The battling is very similar to many other cover-based strategy games of recent times, including the wonderful XCOM: Enemy Unknown. You take it in turns to move your team around, slipping them into cover and then firing on the enemy. Each of your characters, and each of the enemy AI, gets two moves each, and these can be utilized to move, reload, shoot, and patch themselves up, among other actions.
There’s a ton to see and do in Shadowrun Returns. Although the game is very linear, and you’re forced down a single storyline rather than being allowed to roam free, there’s still plenty to see and come to grips with. You earn “karma” points as you play, and these can be used to upload a ridiculous number of player options. It feels overwhelming at first, but as you slowly but surely come to understand what each stat point does, it’s fun to shape your character into the sort of shadowrunner you want them to be.
Shadowrun Returns is oozing with life as well. The cyberpunk setting and environments are rather gorgeous, and there are also plenty of inhabitants of the future milling about the place, throwing speech bubbles into the air to let you know little tidbits of their life stories. The story in particular is surprisingly solid – I’m not really the sort of player who likes to read through reams and reams of text, but it’s actually a well thought out tale, and there’s plenty of interaction involved such that you really feel a part of it.
Most of the niggles that Shadowrun Returns throws out are technical, and perhaps a result of wanting to satisfy Kickstarter backers by getting the game out more quickly rather than sitting back and filling in some of the blanks. The character animations, for example, can be quite basic at times, while it’s rather irritating that you can’t pan the camera around as per most 3D strategy games of recent times (although the lovely hand-painted environments more than make up for that.)

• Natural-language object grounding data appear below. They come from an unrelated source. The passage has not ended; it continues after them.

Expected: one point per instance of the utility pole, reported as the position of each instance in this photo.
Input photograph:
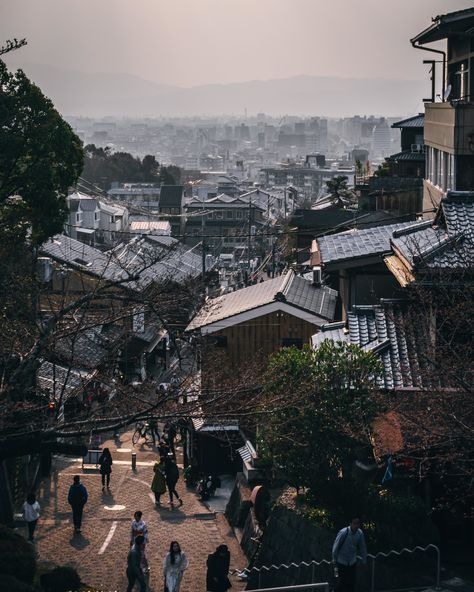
(250, 231)
(203, 226)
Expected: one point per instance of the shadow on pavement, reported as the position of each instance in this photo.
(78, 541)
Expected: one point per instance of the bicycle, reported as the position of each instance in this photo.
(142, 430)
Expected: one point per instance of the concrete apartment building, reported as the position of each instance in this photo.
(449, 123)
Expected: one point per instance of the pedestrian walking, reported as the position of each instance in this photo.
(155, 433)
(105, 463)
(170, 435)
(158, 485)
(138, 528)
(77, 499)
(31, 512)
(217, 578)
(174, 565)
(134, 566)
(172, 476)
(348, 545)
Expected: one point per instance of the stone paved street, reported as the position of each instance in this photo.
(99, 552)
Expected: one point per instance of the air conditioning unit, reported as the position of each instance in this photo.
(317, 276)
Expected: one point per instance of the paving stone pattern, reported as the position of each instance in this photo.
(197, 529)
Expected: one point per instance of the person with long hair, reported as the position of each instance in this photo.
(174, 565)
(31, 511)
(105, 462)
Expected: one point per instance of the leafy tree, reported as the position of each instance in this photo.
(338, 189)
(40, 156)
(330, 403)
(103, 167)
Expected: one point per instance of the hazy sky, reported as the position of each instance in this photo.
(191, 42)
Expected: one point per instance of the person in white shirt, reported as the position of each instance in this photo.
(348, 547)
(31, 510)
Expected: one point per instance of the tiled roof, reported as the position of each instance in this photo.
(289, 288)
(55, 380)
(408, 155)
(148, 258)
(171, 196)
(390, 332)
(415, 121)
(357, 243)
(446, 243)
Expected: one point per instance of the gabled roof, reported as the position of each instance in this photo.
(411, 122)
(446, 25)
(446, 243)
(290, 289)
(357, 243)
(390, 332)
(55, 380)
(408, 155)
(171, 196)
(146, 260)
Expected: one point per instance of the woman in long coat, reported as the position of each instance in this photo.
(105, 462)
(158, 485)
(173, 567)
(218, 569)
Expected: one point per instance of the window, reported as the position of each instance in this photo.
(292, 342)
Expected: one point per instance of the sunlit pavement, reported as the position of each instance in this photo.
(99, 552)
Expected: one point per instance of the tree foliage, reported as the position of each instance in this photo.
(330, 403)
(103, 167)
(40, 158)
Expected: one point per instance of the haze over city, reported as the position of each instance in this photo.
(141, 58)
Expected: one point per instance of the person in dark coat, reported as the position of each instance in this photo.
(134, 566)
(105, 462)
(77, 499)
(172, 476)
(218, 563)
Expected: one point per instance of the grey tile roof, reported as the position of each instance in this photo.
(415, 121)
(357, 243)
(390, 332)
(289, 288)
(171, 196)
(408, 155)
(55, 380)
(148, 258)
(448, 243)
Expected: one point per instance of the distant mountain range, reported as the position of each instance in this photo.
(77, 93)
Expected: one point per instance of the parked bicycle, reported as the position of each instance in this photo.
(142, 431)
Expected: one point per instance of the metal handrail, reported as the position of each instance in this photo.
(313, 563)
(324, 585)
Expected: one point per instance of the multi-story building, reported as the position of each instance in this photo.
(449, 122)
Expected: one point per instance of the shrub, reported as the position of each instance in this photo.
(10, 584)
(61, 579)
(17, 557)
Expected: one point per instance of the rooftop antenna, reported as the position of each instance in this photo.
(447, 92)
(12, 45)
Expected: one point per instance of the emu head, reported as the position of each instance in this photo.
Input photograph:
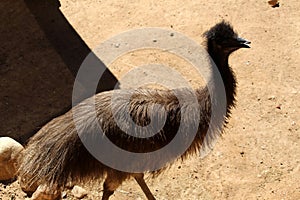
(223, 39)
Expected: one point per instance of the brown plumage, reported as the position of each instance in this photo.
(56, 155)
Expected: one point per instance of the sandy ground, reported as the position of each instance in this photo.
(259, 155)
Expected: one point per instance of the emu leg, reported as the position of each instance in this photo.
(113, 180)
(140, 180)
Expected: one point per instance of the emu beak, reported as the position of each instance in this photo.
(243, 43)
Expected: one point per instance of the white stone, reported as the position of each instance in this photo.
(79, 192)
(9, 151)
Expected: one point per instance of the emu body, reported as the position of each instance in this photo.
(56, 154)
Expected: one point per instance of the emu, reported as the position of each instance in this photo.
(56, 155)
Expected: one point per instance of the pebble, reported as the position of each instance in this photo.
(45, 193)
(79, 192)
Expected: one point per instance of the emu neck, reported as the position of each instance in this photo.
(220, 58)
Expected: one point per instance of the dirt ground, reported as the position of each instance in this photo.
(259, 154)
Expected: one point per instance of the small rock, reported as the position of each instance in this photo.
(278, 106)
(79, 192)
(9, 151)
(271, 97)
(45, 193)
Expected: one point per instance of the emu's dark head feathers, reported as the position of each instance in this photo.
(223, 36)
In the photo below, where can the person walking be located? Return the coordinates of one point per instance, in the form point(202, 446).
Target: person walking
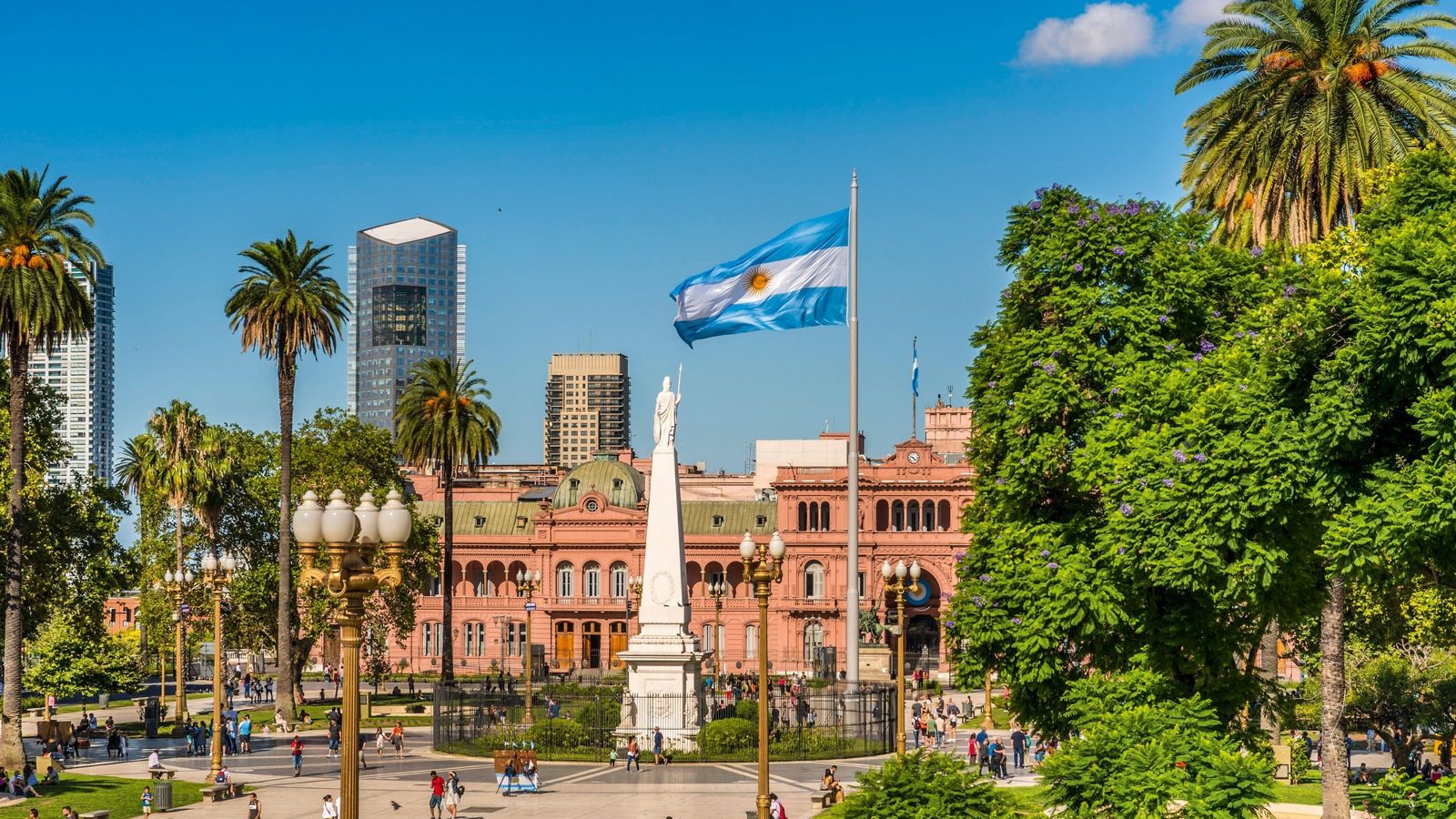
point(296, 749)
point(437, 796)
point(453, 792)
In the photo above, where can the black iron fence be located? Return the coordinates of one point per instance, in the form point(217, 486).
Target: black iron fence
point(592, 723)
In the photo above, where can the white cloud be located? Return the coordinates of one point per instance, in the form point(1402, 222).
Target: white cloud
point(1103, 33)
point(1190, 18)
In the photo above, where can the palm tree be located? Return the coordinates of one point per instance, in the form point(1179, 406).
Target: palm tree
point(444, 421)
point(41, 302)
point(286, 307)
point(1322, 92)
point(172, 460)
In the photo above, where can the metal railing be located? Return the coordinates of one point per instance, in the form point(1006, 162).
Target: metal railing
point(587, 723)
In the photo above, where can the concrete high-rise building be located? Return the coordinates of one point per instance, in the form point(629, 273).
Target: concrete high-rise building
point(82, 369)
point(407, 281)
point(589, 407)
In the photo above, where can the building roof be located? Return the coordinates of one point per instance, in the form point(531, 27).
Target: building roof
point(485, 516)
point(701, 518)
point(619, 481)
point(407, 230)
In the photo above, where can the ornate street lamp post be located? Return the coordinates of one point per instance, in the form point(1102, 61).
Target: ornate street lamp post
point(529, 581)
point(763, 567)
point(349, 538)
point(177, 584)
point(897, 584)
point(217, 576)
point(717, 592)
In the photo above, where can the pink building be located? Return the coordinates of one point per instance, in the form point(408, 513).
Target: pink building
point(584, 533)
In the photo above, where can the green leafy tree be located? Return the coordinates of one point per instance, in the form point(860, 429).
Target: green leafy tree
point(1136, 477)
point(1322, 91)
point(288, 307)
point(73, 656)
point(41, 302)
point(444, 423)
point(1136, 753)
point(924, 785)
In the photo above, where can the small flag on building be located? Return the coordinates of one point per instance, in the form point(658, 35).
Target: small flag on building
point(797, 278)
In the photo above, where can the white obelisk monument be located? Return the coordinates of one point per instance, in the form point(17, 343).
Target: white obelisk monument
point(664, 662)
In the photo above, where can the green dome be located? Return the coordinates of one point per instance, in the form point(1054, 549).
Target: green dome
point(619, 481)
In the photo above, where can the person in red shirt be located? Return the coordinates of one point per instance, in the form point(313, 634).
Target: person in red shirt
point(437, 796)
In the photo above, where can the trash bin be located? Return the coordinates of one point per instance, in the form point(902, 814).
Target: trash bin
point(160, 794)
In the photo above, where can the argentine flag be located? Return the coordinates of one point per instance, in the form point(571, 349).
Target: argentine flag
point(797, 278)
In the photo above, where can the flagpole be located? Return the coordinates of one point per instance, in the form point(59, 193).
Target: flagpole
point(852, 598)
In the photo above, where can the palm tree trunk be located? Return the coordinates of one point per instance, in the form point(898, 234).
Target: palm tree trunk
point(12, 751)
point(1334, 761)
point(288, 372)
point(448, 579)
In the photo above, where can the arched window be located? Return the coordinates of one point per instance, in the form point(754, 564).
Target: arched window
point(565, 581)
point(619, 581)
point(814, 579)
point(592, 581)
point(813, 640)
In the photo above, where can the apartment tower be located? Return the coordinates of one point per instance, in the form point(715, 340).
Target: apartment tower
point(407, 281)
point(589, 398)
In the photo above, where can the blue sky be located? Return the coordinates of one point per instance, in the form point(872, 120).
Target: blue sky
point(592, 157)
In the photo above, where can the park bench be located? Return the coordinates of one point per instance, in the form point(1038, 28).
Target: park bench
point(220, 792)
point(516, 783)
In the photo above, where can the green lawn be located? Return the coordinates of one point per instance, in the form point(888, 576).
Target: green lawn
point(84, 793)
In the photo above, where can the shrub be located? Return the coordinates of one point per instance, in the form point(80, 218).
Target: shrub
point(925, 784)
point(558, 733)
point(747, 710)
point(725, 736)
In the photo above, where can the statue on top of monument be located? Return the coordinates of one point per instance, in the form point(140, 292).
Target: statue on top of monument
point(664, 416)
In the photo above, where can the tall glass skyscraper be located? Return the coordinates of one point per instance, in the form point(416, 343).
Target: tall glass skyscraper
point(407, 281)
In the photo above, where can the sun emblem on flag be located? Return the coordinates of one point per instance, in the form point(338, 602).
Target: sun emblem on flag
point(756, 280)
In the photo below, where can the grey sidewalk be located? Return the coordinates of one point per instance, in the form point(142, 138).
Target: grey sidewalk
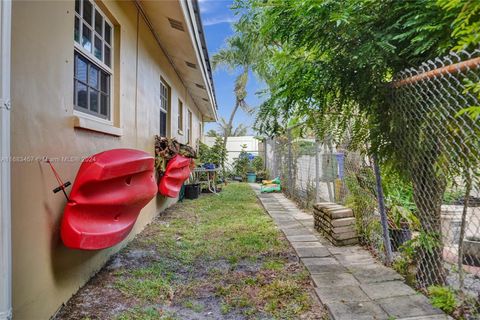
point(348, 280)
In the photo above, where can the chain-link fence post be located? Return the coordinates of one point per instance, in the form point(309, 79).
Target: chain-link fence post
point(289, 163)
point(317, 170)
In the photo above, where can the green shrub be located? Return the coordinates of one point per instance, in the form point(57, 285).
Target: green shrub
point(443, 298)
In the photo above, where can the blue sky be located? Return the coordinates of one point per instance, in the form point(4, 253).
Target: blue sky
point(217, 19)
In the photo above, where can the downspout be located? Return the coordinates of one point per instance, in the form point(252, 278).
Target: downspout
point(5, 205)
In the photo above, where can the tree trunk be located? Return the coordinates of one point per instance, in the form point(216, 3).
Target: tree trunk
point(428, 192)
point(228, 130)
point(468, 188)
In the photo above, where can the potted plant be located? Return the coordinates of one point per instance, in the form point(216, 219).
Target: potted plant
point(241, 165)
point(258, 167)
point(401, 222)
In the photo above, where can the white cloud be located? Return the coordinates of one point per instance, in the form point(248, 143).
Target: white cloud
point(217, 20)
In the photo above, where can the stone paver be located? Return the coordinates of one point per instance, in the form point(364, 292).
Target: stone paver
point(348, 280)
point(408, 306)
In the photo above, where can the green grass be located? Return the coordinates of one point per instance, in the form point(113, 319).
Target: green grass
point(201, 247)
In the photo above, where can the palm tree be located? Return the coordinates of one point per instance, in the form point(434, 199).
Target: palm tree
point(238, 54)
point(227, 131)
point(212, 133)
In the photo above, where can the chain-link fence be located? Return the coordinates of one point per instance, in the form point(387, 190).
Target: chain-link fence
point(431, 179)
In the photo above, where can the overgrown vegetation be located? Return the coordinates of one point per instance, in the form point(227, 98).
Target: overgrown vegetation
point(217, 256)
point(330, 63)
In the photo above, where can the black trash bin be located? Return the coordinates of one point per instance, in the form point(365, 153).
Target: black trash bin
point(192, 191)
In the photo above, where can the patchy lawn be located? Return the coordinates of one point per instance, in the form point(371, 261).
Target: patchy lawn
point(217, 257)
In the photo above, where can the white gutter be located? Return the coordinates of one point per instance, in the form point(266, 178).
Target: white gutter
point(5, 205)
point(190, 17)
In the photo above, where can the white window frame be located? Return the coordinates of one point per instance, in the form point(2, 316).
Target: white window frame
point(188, 129)
point(181, 116)
point(99, 63)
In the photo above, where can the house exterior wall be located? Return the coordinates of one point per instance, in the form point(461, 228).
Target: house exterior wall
point(46, 273)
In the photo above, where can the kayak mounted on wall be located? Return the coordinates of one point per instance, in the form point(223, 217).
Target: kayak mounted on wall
point(176, 172)
point(109, 191)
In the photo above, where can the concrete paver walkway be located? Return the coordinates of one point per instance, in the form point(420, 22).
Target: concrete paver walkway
point(348, 280)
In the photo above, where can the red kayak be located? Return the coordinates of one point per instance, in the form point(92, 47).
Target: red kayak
point(109, 191)
point(176, 172)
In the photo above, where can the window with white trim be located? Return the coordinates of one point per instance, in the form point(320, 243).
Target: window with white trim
point(189, 127)
point(93, 38)
point(180, 115)
point(164, 107)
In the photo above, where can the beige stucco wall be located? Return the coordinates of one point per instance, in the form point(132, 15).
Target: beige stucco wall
point(45, 273)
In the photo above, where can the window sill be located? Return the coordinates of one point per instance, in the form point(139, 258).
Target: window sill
point(97, 126)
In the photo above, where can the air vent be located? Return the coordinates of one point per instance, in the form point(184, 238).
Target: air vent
point(175, 24)
point(191, 65)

And I would have loved voice acting for the game too. As I mentioned previously, I didn’t mind reading through the epic saga that Shadowrun Returns offers, but I would have much preferred it if there was an option to hear the characters converse with each other. But quite honestly, I was having way too much fun with the game to truly care about these minor issues. Shadowrun Returns is an absolute blast, and is built in such a way that newcomers to the genre will be able to jump straight in and enjoy themselves, while veterans to the turn-based strategy approach will find enough depth in the karma system to spur them onwards.
Shadowrun Returns is a wild success then, and it can only get better, thanks to a campaign editor that comes with the game. Give it a few months, and there will no doubt be dozens of new stories and environments to get to grips with, all for free. If you have even the slightest interest in turn-based strategy games, you need to get this downloaded ASAP.